EDITORIAL DA SEMANA: A VIRTUDE DA TOLERÂNCIA

SOMOS TODOS IGUAIS

TOLERÂNCIA: A VIRTUDE QUE ESTÁ FALTANDO NO MUNDO DE HOJE –

*Por Luiz Antonio de Moura –

Pequena consulta ao dicionário eletrônico Houaiss, revela que o termo “virtude” significa, dentre outras, a “qualidade do que se conforma com o considerado correto e desejável”, seja do ponto de vista da moral, da religião ou do comportamento social. Para os cristãos existem as assim denominadas virtudes teologais, a saber: a fé, a esperança e a caridade. Virtudes estas que possuem a capacidade de conduzirem o ser humano aos domínios celestiais. Independentemente da profissão de fé de onde partem, estamos falando de virtudes necessárias a todos nós, seres humanos, haja vista o cenário no qual estamos inseridos, com todos os seus aspectos, circunstâncias e consequências.

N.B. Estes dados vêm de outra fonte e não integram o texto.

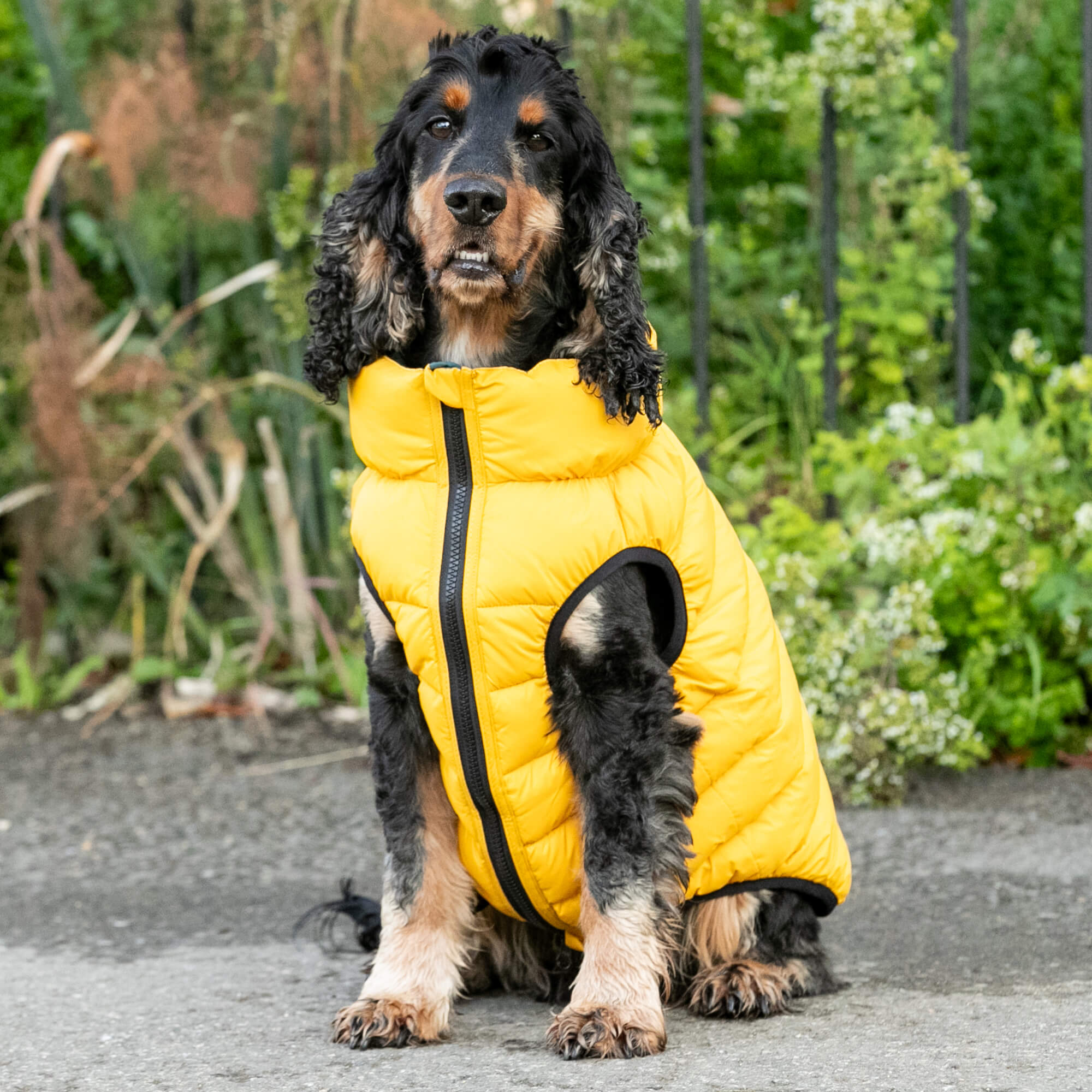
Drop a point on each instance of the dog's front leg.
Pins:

Entretanto, parece estarmos deixando de lado uma virtude que se adequa, à perfeição, com a descrição dicionária daquilo que pode, e que deve, ser “considerado correto e desejável”, principalmente, na seara do comportamento humano: a tolerância, cuja ausência está destruindo famílias, relações profissionais e religiosas e, inclusive, diversas Nações mundo afora, além de estar produzindo séria ameaça à convivência pacífica de um povo tão alegre e tão amigo, como é o brasileiro.

A falta da tolerância, ou melhor dizendo, a intolerância, está corroendo por dentro tudo o que o ser humano tem de melhor em sua alma, porque está inviabilizando o convívio entre iguais que, de alguma forma, estão sendo induzidos e se verem de maneira absolutamente diferente. E, o pior, existe uma forte indução nos meios sociais, políticos, religiosos e midiáticos para que nós, seres absoluta e incontestavelmente humanos, passemos a olhar para o outro como sendo um potencial adversário. Tudo, em decorrência da raça, da religião, do sexo ou da opção sexual, da ideologia política e, também, da condição social.

Ora, basta um simples olhar de cima para baixo, como se estivéssemos sentados nas nuvens, para visualizarmos milhares, milhões de pontinhos pretos significando todas as cabeças humanas que se movimentam por ruas e praças, num frenético vai e vem, a demonstrar que, independentemente de quaisquer outros critérios, estamos observando seres humanos caminhando entre si, cada qual com seus próprios universos, problemas e soluções sem que, além das cores das roupas e dos acessórios e da estética física, possam ser observadas quaisquer outras diferenças essenciais à espécie.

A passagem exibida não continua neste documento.